Wer lange in das Sozialsystem eingezahlt hat, soll mehr herausbekommen. Außerdem stoppen wir die ungehinderte Zuwanderung in unser Sozialsystem, indem wir Deutsch zum Schlüssel für Integration und die volle Mindestsicherung machen. Wer über geringe Deutschkenntnisse - unter Niveau B1 - verfügt, bekam 2018 noch 863 Euro, künftig um 300 Euro weniger. Mit der Differenz sollen die Länder unter anderem Sprachkurse finanzieren. Die Leistungen aus der Mindestsicherung sollen jenen zugute-
kommen, die sie benötigen. Vor allem soll die Mindestsicherung eine Unterstützung sein, wieder ins Erwerbsleben einzusteigen. Für Kinder wird es gestaffelte Beiträge geben - für das erste Kind 221 Euro, für zwei Kinder je 176 Euro und für drei je 132 Euro. Neu sind Zuschläge für Kinder in Alleinerzieherhaushalten und Menschen mit Behinderung, um deren erhöhtem Armutsrisiko entgegenzuwirken. Zudem ist eine Unterstützung durch Sachleistungen vorgesehen.

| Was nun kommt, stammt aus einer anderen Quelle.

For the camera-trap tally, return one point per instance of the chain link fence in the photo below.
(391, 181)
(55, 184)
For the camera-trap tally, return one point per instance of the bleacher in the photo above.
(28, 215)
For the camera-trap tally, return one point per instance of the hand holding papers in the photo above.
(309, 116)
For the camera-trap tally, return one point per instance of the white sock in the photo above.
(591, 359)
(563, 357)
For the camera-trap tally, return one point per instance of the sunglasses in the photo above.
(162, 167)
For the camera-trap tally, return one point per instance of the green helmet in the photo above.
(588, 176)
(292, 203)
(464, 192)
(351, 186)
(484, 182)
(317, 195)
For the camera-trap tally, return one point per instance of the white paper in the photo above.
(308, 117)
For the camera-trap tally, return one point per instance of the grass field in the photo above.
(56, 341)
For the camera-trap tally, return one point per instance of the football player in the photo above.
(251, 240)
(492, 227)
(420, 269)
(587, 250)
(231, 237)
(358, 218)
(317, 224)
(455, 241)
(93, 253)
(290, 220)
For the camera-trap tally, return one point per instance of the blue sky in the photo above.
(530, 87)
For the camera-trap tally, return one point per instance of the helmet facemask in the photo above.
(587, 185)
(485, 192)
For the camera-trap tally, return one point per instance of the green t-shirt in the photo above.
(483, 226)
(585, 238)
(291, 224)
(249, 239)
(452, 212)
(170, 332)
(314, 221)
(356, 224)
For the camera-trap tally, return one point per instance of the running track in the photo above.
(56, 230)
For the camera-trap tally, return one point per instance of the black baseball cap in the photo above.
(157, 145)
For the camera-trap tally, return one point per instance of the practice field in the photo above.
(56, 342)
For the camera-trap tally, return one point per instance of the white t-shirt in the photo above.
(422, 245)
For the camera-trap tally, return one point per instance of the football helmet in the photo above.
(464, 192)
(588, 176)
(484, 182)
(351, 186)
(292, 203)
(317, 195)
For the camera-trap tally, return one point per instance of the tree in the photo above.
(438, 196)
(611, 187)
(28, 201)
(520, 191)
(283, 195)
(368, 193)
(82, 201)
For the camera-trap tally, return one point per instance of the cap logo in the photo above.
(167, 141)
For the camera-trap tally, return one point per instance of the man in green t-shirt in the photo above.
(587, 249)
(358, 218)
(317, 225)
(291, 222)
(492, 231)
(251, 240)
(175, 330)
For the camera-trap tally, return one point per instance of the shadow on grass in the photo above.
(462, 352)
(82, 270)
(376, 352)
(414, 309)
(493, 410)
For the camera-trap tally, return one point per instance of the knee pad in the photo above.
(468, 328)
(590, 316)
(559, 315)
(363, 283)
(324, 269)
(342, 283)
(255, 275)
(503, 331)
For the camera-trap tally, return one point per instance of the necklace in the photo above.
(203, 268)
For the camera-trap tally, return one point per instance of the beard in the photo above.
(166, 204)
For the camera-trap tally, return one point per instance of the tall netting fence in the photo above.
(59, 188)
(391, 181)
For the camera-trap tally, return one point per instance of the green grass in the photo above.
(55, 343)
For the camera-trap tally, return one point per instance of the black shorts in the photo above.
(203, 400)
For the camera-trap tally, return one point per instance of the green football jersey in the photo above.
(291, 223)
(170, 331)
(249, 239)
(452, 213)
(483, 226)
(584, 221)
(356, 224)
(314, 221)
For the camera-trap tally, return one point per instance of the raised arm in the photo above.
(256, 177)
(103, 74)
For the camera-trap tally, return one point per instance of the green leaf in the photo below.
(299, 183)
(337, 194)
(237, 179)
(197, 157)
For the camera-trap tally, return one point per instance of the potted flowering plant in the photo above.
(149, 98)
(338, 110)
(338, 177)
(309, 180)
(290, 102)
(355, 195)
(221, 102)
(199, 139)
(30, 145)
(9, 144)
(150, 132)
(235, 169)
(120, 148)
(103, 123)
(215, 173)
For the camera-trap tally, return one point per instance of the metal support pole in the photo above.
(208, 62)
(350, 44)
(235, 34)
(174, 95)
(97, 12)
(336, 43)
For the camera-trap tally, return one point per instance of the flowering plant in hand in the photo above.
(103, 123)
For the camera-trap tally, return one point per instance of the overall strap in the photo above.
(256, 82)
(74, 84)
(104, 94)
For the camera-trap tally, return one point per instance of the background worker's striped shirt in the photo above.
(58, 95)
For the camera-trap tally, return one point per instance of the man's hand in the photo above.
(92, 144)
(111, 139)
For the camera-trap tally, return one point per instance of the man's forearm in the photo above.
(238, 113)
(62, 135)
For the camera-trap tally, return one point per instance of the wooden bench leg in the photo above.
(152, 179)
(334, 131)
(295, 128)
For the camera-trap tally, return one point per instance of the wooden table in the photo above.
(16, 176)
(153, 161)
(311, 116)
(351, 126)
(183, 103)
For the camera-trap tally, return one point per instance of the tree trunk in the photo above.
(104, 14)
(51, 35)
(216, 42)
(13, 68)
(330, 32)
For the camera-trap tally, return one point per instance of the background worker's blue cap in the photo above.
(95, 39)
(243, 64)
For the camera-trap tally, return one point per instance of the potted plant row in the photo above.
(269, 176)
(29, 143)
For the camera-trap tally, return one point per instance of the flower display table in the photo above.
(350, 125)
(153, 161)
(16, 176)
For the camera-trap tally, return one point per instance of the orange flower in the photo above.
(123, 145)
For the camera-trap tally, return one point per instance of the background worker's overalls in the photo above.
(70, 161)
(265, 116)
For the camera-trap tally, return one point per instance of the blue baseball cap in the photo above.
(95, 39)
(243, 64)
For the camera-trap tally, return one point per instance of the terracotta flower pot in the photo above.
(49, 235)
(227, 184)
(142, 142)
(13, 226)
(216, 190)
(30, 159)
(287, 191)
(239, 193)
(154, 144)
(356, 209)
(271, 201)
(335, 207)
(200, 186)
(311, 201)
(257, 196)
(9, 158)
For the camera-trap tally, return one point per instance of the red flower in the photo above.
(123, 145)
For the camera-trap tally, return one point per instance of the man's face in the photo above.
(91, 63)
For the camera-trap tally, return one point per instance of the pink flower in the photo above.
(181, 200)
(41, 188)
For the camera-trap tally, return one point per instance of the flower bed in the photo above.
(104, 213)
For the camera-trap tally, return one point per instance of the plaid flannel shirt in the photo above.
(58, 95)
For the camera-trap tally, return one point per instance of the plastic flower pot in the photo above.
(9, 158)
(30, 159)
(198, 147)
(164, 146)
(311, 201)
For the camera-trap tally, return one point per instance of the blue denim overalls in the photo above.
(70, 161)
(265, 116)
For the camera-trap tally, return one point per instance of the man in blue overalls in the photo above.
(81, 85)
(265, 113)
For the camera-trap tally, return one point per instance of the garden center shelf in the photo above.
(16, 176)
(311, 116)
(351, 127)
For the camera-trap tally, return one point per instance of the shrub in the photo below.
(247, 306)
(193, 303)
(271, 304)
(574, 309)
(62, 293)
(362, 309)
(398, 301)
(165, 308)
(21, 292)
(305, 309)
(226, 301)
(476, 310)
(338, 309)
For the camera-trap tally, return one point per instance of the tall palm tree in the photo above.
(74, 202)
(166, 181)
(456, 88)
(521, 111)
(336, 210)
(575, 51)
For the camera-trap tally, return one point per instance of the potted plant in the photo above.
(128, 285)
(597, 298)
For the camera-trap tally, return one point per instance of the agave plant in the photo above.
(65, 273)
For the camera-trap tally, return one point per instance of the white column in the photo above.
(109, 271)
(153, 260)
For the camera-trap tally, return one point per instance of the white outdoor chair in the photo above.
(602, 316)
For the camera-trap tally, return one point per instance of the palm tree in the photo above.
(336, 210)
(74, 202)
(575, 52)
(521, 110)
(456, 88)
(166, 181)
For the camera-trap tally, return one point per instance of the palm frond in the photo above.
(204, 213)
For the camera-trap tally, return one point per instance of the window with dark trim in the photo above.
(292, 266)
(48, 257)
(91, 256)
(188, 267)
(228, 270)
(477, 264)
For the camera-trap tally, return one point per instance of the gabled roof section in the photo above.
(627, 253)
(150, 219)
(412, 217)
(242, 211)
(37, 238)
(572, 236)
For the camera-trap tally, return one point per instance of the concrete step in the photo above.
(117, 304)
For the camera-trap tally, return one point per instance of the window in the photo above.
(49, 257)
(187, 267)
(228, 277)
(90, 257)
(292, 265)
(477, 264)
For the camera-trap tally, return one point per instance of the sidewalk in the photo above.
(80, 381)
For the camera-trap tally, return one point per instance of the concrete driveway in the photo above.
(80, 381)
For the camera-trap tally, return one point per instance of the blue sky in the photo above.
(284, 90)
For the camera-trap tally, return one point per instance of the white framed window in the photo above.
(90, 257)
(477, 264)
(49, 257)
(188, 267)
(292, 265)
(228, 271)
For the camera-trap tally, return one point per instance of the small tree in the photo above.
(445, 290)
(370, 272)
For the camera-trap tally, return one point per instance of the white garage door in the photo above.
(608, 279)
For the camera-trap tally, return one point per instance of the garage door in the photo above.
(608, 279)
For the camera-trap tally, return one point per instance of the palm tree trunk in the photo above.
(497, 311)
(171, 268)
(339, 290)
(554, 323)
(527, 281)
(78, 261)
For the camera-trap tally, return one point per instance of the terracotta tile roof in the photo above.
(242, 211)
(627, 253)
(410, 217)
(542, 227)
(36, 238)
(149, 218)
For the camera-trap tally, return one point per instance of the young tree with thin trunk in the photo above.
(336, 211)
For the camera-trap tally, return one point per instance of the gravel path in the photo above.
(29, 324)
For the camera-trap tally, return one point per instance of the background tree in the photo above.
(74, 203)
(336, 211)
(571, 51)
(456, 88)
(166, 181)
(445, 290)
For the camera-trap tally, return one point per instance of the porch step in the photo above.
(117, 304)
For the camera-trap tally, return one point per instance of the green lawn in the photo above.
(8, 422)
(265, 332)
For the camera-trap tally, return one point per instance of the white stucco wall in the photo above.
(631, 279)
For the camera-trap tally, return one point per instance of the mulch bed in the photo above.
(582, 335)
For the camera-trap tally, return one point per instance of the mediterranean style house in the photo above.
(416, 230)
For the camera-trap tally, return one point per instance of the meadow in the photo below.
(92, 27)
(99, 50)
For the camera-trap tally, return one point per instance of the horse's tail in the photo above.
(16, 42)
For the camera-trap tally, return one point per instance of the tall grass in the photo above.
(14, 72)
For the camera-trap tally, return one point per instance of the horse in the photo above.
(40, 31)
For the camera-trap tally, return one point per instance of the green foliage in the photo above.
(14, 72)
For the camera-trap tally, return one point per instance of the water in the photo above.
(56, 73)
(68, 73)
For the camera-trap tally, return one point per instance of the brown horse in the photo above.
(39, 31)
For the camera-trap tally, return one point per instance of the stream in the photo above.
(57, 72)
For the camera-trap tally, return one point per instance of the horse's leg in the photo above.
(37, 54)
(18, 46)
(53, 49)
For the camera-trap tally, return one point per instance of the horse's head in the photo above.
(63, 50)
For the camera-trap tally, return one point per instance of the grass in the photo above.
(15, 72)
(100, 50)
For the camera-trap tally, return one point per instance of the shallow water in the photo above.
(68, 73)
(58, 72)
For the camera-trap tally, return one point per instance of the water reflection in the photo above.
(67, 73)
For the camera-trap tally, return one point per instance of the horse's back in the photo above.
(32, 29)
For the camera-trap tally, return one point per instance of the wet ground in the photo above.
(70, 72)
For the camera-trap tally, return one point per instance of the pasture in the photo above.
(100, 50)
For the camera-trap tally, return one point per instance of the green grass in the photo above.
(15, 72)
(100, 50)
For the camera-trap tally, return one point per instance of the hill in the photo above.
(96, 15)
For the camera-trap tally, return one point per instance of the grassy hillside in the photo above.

Unser Sozialstaat funktioniert nur, weil viele Menschen arbeiten und in das System einzahlen. Um weiterhin einen starken Sozialstaat gewährleisten zu können, muss sich Arbeit wieder lohnen. Dazu ein Beispiel: Eine Wiener Alleinverdienerfamilie mit zwei Erwachsenen und drei Kindern kommt inklusive Familienbeihilfe, Absetzbeträgen und dem 13. und 14. Monatsgehalt auf 2500 Euro netto monatlich. Daneben erhält eine gleich große und zugewanderte Familie, die Mindestsicherung bezieht, inklusive Familienbeihilfe 2600 Euro netto. Das benachteiligt jene, die in der Früh aufstehen und ihren Beitrag für die Gesellschaft leisten. Die Regierung sorgt für neue Gerechtigkeit: Während die Alleinverdienerfamilie durch den Familienbonus Plus nun auf 2700 Euro netto im Monat kommt, erhält die fünfköpfige Familie, in der Mindestsicherung bezogen wird, künftig 2200 Euro inklusive Familienbeihilfe. Damit schaffen wir eine Balance - wer arbeiten geht, darf nicht der Dumme sein. Während wir dafür Sorge tragen, dass Leistung sich lohnt, will die Stadt Wien die Umsetzung der Mindestsicherung Neu verweigern und setzt ihre bedenkliche Entwicklung fort - denn die Wiener Mindestsicherungsbezieher machen bereits 57 Prozent österreichweit aus und jeder Zweite der über 175.000 Mindestsicherungsbezieher 2017 war kein Inländer. Wien wäre gut beraten, mit uns gemeinsam zu handeln. Beharrt das rot-grüne Wien auf seiner Weigerung, geht die Zuständigkeit auf den Bund über. Auch eine Verfassungsbeschwerde ist dann denkbar. Und: Wenn der Wiener SPÖ-Sozialstadtrat Peter Hacker behauptet, der Großteil der Mindestsicherungsbezieher wären Aufstocker, die arbeiteten und über anrechenbare Einkünfte aus Erwerbstätigkeit verfügen, so ist das nicht korrekt. Von den Personen, die Mindestsicherung bezogen, waren nämlich nur acht Prozent im Jahresdurchschnitt 2017 erwerbstätig, wie die Statistik Austria ausweist.